The Bill on Mass Communications drafted by the ministry has proposed Rs 5 million to 10 million in penalties or 10 to 15 years in jail or both for journalists publishing or broadcasting any content undermining national sovereignty, geographical integrity or nationality. Section 49 (5) of the Criminal Code proposes only 5 years jail and Rs 50,000 fine for a similar offence.
Media operators and journalists may land themselves up to eight years in jail with Rs 500,000 fine if the media content is found to be jeopardizing harmony between the federal units or communities or religions, according to the proposed bill. Media content provoking contempt of court or treason could land journalists 10 years in jail with up to Rs 1.5 million in penalties.
Similarly, journalists may face up to Rs 1 million in fines and may also have to compensate the victim if media content is found to be defamatory. The bill proposes up to Rs 500,000 fine for media content that is deemed to go against public dignity, undermine labor and incite untouchability.
Chief Executive of Freedom Forum, Taranath Dahal, has termed objectionable the provisions of the Mass Communication Bill that criminalize media content. “The Criminal Codes and other existing laws already provision sentencing for such offences. The Mass Media Bill shouldn’t be like criminal law and terrorize media through hefty fines and jail sentences; this is quite objectionable,” said Dahal, who is also former president of the Federation of Nepali Journalists (FNJ).
The ministry had shared some features of the bill with media stakeholders for feedback at Singhadurbar Monday, prior to registering the legislation in parliament. During the discussions, FNJ President Govinda Acharya had demanded not to scrap the Working Journalists Act by including some of its provisions in the new legislation.
A copy of the bill obtained by Republica states that it allows the government not only to slap media with monetary fines but also confiscate media equipment.
“Equipment used for the operation of online media can be confiscated after slapping Rs one million to 1.5 million in fines if any online media is found to be operating without being registered at the Mass Communications Authority or not showing details (of names and contact numbers of owner, editor and others) on the homepage,” reads Section 58 of the bill now in the pipeline.
Similarly, Section 56 has also included a provision that allows the government to confiscate the printing equipment and slap Rs one million to 1.5 million in fines if any newspaper is published or distributed without maintaining records at the authority or updating it on any changes in the media.

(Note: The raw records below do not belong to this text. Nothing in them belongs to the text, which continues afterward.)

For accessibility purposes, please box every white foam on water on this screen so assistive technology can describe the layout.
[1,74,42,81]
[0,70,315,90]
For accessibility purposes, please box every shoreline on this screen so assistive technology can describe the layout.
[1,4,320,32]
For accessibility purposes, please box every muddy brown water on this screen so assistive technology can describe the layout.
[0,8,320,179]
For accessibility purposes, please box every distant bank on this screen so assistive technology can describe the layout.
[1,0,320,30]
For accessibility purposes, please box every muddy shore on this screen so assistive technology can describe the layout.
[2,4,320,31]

Article 19 (Clause 2) of the constitution of Nepal has barred the government from confiscating media equipment for publishing or broadcasting any content.

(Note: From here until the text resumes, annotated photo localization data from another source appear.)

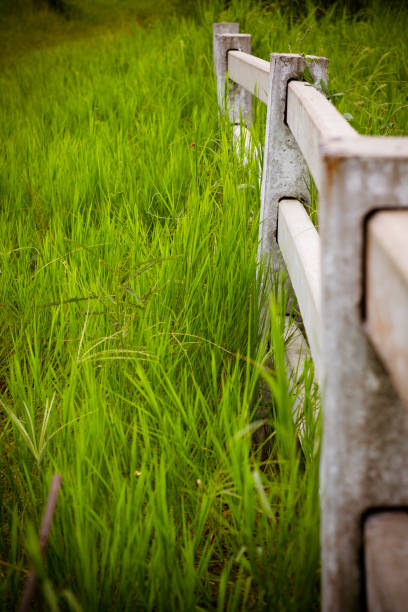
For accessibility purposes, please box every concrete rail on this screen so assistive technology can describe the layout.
[278,199,321,378]
[228,50,270,104]
[286,80,357,191]
[366,210,408,408]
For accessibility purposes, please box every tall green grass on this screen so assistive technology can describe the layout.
[0,1,407,609]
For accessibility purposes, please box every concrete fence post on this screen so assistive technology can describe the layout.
[212,23,252,125]
[257,53,328,281]
[211,23,408,608]
[319,140,408,610]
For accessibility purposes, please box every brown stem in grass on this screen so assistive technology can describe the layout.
[19,474,62,612]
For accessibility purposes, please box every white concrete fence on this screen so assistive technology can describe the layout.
[213,22,408,612]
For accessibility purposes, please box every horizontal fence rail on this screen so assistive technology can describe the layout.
[213,22,408,612]
[228,50,270,104]
[286,80,358,191]
[364,512,408,612]
[365,210,408,408]
[277,199,321,377]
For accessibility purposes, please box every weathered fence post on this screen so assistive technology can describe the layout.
[212,21,408,609]
[257,53,328,281]
[213,23,252,125]
[319,139,408,610]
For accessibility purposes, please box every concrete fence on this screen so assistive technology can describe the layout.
[213,22,408,612]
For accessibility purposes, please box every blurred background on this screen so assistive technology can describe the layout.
[0,0,401,66]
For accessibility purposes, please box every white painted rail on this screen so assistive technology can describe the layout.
[278,199,321,378]
[366,211,408,408]
[227,50,269,104]
[364,512,408,612]
[286,80,358,191]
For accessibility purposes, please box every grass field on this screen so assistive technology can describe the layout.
[1,1,407,609]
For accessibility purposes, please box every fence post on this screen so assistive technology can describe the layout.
[213,24,252,125]
[319,140,408,610]
[257,53,328,287]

“Registration or keeping records of online media should have been voluntary provisions in the law and the proposed provision on punishment for non-registration is a grave matter,” said Dahal.
The bill has made it mandatory for online and other mass media to register with the Mass Communications Authority within a given duration.

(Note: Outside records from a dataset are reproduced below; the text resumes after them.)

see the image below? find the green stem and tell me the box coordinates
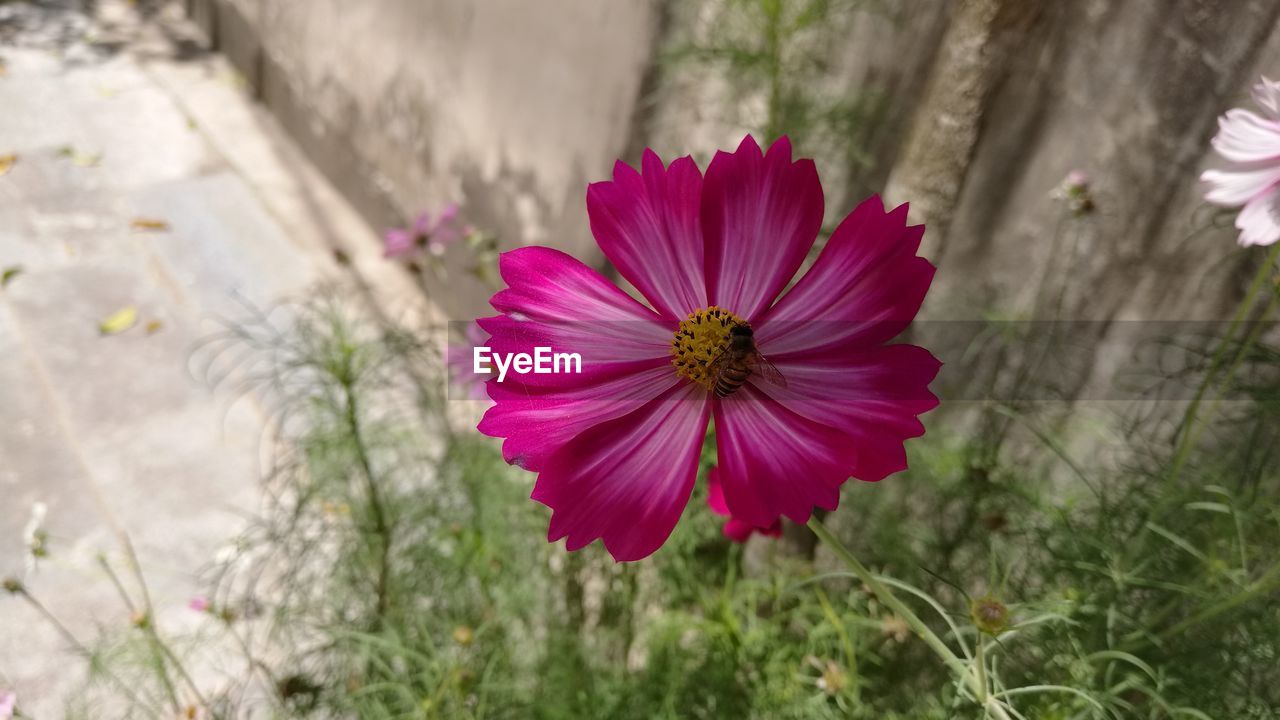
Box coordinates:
[762,0,784,141]
[807,518,1013,718]
[113,540,210,710]
[1215,267,1280,405]
[344,381,393,621]
[807,519,967,678]
[975,636,989,704]
[15,587,163,717]
[1168,242,1280,483]
[1156,559,1280,643]
[98,556,185,713]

The bill which has proposed integrating the Press and Publication Act, National Broadcasting Act and Working Journalists Act into one umbrella law has provisioned a Mass Communications Authority for the regulation, registration and licensing of mass media.
According to the draft of the bill, the authority may decide about monetary fines against media but cases concerning offences liable for jail terms will be filed at the concerned district court.